NEW YORK: The United Nations today launched its Sustainable Development Goals Report 2025, offering a sobering yet solution-oriented assessment of global progress toward the 2030 Agenda. UN Secretary-General António Guterres and Under-Secretary-General for Economic and Social Affairs Li Junhua jointly addressed the media, calling for urgent collective action to avert a looming development crisis.
“We are now ten years into our collective journey toward the 2030 Agenda,” said Secretary-General Guterres. “There are achievements worth celebrating — more people with access to electricity, education, and social protection. But let’s be clear: we are not where we need to be.”
According to the report, only 35 percent of SDG targets are on track or showing moderate progress, while nearly half are progressing too slowly and 18 percent are regressing.
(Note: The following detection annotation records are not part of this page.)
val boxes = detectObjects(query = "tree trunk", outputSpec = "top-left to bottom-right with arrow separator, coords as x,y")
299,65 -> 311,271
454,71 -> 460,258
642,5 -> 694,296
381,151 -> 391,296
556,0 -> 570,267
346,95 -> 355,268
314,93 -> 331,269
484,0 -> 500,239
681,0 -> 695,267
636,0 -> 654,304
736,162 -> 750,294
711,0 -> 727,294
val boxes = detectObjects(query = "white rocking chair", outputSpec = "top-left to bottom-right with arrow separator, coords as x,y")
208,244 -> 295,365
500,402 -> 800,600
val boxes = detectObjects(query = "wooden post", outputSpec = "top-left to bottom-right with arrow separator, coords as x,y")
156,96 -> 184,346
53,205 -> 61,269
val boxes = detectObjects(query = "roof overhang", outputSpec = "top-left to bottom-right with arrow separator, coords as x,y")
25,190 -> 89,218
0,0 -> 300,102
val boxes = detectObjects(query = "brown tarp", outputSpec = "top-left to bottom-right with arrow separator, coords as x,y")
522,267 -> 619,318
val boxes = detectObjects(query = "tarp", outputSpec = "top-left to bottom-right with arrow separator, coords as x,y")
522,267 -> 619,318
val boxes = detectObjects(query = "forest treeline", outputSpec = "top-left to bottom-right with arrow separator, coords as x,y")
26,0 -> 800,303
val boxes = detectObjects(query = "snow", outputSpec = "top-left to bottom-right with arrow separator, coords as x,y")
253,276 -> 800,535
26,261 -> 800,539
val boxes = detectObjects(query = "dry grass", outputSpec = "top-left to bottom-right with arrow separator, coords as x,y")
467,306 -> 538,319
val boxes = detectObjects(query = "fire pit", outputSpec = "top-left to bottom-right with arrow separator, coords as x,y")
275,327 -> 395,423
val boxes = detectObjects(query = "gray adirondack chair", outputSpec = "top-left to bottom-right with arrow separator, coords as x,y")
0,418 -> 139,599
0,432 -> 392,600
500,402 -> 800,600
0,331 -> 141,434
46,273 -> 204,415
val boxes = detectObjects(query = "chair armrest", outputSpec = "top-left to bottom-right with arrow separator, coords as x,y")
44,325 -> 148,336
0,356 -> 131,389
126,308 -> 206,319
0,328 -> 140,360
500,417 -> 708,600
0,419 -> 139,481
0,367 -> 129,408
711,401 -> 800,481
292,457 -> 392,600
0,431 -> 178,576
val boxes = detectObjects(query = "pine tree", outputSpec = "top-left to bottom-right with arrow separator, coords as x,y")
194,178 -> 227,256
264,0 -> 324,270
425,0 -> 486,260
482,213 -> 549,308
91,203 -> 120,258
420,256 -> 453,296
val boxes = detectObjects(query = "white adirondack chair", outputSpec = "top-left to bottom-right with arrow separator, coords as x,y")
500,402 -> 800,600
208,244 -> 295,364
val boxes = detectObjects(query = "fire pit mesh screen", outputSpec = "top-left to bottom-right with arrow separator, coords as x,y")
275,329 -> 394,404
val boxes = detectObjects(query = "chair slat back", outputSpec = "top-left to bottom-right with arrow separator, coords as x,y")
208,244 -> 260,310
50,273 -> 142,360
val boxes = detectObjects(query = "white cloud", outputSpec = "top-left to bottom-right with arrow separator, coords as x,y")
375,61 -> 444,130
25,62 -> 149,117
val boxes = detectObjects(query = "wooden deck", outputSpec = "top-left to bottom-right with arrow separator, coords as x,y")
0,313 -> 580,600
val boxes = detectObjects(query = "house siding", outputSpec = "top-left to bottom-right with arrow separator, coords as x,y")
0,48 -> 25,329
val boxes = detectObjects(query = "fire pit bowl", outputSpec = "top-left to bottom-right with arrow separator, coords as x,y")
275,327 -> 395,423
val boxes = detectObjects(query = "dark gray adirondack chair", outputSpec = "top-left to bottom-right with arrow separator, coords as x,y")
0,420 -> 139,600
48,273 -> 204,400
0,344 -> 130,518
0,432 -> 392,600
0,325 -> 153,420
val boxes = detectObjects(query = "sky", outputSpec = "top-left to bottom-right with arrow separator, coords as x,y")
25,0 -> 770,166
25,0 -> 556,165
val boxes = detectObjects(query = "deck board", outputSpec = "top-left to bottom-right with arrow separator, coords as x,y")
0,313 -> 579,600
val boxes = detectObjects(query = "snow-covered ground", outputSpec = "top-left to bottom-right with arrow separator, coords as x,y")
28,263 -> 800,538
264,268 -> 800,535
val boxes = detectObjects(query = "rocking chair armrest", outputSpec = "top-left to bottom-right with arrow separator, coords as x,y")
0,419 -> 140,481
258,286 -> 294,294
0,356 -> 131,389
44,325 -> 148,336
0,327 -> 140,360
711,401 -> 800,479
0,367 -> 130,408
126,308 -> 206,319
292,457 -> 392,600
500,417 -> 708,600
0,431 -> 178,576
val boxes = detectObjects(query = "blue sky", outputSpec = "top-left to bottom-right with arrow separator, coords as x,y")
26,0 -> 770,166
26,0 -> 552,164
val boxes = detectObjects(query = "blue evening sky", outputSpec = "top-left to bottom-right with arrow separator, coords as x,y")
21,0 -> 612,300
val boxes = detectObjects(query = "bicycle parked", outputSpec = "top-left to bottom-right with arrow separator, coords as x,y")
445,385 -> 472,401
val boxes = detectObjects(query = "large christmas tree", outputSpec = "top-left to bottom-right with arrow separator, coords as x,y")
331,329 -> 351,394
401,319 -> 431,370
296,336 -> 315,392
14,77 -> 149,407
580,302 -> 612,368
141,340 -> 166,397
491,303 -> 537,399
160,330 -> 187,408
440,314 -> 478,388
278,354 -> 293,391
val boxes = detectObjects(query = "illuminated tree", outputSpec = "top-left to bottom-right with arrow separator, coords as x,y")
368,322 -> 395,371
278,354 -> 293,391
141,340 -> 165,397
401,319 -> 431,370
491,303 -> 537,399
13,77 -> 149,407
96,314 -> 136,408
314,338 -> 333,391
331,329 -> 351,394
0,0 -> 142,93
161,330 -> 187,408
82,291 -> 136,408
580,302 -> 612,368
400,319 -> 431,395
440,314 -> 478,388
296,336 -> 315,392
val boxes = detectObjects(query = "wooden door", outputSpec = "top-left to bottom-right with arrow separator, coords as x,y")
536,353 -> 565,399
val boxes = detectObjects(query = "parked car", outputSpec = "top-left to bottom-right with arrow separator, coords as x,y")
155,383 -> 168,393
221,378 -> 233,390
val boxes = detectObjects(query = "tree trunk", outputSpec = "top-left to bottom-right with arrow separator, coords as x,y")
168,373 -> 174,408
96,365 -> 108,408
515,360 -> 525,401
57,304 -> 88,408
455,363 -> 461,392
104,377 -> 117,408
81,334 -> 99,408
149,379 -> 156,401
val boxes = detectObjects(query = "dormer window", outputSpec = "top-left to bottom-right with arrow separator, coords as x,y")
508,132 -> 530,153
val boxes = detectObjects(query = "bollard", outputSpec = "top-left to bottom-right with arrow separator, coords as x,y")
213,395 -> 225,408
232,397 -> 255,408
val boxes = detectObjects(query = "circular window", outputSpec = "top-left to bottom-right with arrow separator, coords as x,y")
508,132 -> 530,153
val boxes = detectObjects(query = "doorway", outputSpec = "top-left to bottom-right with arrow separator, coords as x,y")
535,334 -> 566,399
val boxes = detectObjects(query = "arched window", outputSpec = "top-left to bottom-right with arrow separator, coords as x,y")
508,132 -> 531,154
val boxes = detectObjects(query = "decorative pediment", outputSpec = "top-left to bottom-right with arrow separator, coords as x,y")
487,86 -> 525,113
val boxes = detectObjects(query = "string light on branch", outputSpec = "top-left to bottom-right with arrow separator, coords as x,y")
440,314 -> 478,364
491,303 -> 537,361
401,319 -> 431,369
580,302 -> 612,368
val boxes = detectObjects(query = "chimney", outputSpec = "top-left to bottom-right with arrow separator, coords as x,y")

The Secretary-General described the situation as a “global development emergency,” citing over 800 million people still living in extreme poverty, rising climate impacts, and crushing debt burdens as major obstacles.
Guterres emphasized the urgent need to scale up investment in healthcare, education, and digital access, while highlighting the role of responsible artificial intelligence and gender equity. “Progress is impossible without unlocking financing at scale,” he said, referencing the recent Sevilla Commitment as a step toward reforming the international financial architecture and tripling the lending capacity of multilateral development banks.
Touching on the global conflict landscape, Guterres drew attention to the interlinkages between development and peace. He reiterated calls for a ceasefire in Gaza, continued stability between Iran and Israel, peace in Ukraine based on the UN Charter, and an end to the violence in Sudan and other conflict zones. “Sustainable peace requires sustainable development,” he noted.
Following Guterres, Under-Secretary-General Li Junhua detailed both achievements and ongoing challenges. Notable progress includes:
• A 40% decrease in new HIV infections since 2010
• Over 12 million lives saved through malaria prevention since 2000
• Elimination of at least one neglected tropical disease in 54 countries
• Enrollment of an additional 110 million children in school since 2015
• Electricity access reaching 92% of the global population
• Global internet usage increasing by 70% since 2015
“These are not just statistics, they are stories of lives transformed,” Li said. However, he cautioned that escalating conflict, climate instability, and a $4 trillion annual SDG financing gap in developing countries are significantly stalling progress.
Li identified six key “transitions” needed to drive progress: in food systems, energy, digital access, education, jobs, and climate. He urged countries to act decisively in upcoming global forums including the High-Level Political Forum, the World Social Summit, and the Second Food Systems Stocktake Summit.
Despite mounting challenges, the report concludes that the SDGs are still within reach, but only if the global community acts with “urgency, unity, and unwavering resolve.”